King's Battle of Sexes win over Riggs resonates 40 years later
Billie Jean King speaks to fans on March 12, 2013 in Indian Wells, California.
Before 30,472 people at the Houston Astrodome, still the largest crowd ever to watch a US tennis match, a 29-year-old King beat 55-year-old Riggs 6-4, 6-3, 6-3, in a victory hailed in 1973 as a triumph for women's equality.
"My life is about equal opportunities for boys and girls, but women are so far behind, so it has taken up more of my time," King said last month in interviews to commemorate the upcoming anniversary.
It was 40 years ago when the US Open began offering equal prize money for men's and women's players -- something every Grand Slam event does now -- and this year also marks the 40th anniversary of the WTA Tour, which has championed the women's empowerment message that King took to new levels.
"What this 40th anniversary has really been about is to understand the journey," WTA chairman Stacey Allaster said. "She took the world on her shoulders. It was just incredible."
Riggs, who died in 1995 at age 77, had beaten Australian Margaret Court, who owns a record 24 Grand Slam titles, 6-2, 6-1 in May of 1973, playing up comments that women's tennis was inferior and no top woman could defeat him even at age 55.
But King outplayed Riggs in the Texas showdown, ignoring the hype and hoopla around the promotion to silence his rants.
"Battle of the Sexes challenged the question of 'why?' with 'why not?' Empower yourself to pursue your dreams. That's my vision," King tweeted on Friday, in addition to thanking Riggs and the promoters and organizers who helped make the matchup become a cultural event.
"One of the most pivotal moments in sports history," retired US men's player Brad Gilbert tweeted.
"Remember it well. Huge impact on generations," said retired two-time teen US Open winner Tracy Austin, who was only 10 when King beat Riggs.
King still pushes for equal treatment for women in areas of the world where limitations remain a part of their everyday life.
"We have a long way to go, but I think women's tennis is such a great leader not only in women's sports but for all women globally," King said.
"Equal prize money is the message, not the money.
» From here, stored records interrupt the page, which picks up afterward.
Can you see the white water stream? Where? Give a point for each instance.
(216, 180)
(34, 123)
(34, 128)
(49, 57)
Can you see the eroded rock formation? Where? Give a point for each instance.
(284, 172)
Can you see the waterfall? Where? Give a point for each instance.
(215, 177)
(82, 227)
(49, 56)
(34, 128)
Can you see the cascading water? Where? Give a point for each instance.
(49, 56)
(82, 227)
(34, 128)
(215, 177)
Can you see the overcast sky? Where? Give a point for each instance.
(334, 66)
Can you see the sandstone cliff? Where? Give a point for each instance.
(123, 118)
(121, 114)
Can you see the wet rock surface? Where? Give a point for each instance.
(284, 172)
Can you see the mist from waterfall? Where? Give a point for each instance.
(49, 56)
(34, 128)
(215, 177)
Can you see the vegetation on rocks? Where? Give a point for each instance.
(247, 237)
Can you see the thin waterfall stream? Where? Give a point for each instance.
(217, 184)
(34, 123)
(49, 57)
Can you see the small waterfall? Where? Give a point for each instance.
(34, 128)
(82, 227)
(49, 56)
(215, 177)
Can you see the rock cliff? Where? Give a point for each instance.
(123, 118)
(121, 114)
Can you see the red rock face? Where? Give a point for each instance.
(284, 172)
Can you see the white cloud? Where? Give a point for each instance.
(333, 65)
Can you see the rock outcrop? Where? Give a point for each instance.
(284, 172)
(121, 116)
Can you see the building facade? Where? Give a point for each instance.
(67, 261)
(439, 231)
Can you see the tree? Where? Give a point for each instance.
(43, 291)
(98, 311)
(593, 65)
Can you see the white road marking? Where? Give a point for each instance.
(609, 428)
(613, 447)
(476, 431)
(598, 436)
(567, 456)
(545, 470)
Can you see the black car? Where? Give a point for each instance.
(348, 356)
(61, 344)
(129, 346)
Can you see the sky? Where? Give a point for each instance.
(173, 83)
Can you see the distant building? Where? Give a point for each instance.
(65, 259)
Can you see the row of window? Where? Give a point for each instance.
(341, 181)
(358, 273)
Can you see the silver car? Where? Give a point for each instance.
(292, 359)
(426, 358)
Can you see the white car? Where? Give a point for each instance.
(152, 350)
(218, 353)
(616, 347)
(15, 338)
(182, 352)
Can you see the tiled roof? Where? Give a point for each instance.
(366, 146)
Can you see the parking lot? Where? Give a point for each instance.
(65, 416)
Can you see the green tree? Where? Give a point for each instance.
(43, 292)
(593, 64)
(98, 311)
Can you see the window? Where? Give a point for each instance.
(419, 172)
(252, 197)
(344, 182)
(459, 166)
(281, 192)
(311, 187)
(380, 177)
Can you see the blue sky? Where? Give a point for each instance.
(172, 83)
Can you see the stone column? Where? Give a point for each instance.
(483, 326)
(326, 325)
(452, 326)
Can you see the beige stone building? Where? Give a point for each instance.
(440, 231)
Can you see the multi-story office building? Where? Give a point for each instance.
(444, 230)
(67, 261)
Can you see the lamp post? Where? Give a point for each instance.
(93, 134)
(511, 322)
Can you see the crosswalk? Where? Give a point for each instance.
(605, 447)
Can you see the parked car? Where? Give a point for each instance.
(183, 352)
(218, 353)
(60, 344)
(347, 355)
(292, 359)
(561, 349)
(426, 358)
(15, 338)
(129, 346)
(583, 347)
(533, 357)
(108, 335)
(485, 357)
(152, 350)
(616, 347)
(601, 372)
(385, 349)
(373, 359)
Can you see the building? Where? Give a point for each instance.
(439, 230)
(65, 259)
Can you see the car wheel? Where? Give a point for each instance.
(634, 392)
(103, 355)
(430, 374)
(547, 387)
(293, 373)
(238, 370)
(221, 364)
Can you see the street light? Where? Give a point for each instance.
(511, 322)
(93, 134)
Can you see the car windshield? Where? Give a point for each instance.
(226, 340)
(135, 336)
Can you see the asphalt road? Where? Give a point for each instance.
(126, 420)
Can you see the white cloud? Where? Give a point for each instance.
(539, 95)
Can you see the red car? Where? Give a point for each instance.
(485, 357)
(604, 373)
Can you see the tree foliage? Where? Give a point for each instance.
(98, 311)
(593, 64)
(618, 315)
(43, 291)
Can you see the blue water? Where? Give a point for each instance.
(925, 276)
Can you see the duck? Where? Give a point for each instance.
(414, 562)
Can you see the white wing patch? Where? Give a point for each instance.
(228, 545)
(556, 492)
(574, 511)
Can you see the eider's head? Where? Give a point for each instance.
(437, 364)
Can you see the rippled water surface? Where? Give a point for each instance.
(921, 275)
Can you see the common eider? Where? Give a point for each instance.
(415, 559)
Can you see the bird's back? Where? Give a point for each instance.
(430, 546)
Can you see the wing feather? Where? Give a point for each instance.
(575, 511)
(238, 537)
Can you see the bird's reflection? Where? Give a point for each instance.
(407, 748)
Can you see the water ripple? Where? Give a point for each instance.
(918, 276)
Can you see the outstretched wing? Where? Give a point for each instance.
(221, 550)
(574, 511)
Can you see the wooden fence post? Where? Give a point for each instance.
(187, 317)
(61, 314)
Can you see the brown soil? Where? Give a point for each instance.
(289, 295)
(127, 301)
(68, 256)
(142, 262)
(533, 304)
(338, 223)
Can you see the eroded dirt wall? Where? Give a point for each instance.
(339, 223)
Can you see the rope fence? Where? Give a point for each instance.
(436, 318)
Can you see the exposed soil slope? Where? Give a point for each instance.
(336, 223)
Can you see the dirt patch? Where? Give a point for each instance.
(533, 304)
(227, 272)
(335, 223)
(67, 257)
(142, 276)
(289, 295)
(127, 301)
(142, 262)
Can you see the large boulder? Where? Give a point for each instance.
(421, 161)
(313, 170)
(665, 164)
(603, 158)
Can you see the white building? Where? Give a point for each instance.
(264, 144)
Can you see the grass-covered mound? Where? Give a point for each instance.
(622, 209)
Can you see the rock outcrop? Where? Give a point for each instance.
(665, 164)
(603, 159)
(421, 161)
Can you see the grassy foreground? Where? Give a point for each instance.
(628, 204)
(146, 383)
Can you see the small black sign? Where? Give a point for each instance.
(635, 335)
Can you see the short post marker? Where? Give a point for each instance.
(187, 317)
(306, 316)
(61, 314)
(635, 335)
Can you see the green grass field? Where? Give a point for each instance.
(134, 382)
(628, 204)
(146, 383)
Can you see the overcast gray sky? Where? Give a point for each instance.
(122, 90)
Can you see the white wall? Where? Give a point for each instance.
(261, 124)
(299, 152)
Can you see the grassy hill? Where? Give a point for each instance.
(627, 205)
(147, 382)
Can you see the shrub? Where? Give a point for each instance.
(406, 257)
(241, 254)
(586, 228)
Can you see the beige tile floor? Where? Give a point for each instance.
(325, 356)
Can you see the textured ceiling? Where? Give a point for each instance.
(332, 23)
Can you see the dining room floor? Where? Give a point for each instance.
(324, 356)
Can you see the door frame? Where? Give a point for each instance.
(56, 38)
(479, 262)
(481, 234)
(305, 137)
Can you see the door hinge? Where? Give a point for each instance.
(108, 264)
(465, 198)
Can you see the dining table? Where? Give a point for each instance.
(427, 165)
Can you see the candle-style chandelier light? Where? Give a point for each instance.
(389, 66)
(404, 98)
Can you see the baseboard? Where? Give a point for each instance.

It's the message that we send through that word 'equal.'"
Among those to congratulate King on the anniversary day via Twitter were singer Elton John, endurance swimmer Diana Nyad, US Presidential advisor Valerie Jarrett and tennis star Caroline Wozniacki, who said, "40 years ago today, equality rocked the world."
US tennis player Jamie Hampton tweeted, "Thank you Billie Jean King for the opportunities that I have today and will have tomorrow."
US teen tennis standout Alison Riske added, "Thanks 2 queen of 10s 4 ur undying devotion 2 the game we love & 4 fightin 4 the future of women."
King is still fighting.
"It's very important for women to keep pushing forward, because it's important that young boys and girls see us as strong," she said.
"We know how to compete, we know how to lead, we have the passion every day, the fire in the belly, just like the guys every day.
"It's getting better, but (it won't be proper) until girls have the same opportunities that boys do in sports or any other field of endeavor.
"Sports are a microcosm of society. We have a long way to go, women. We just do."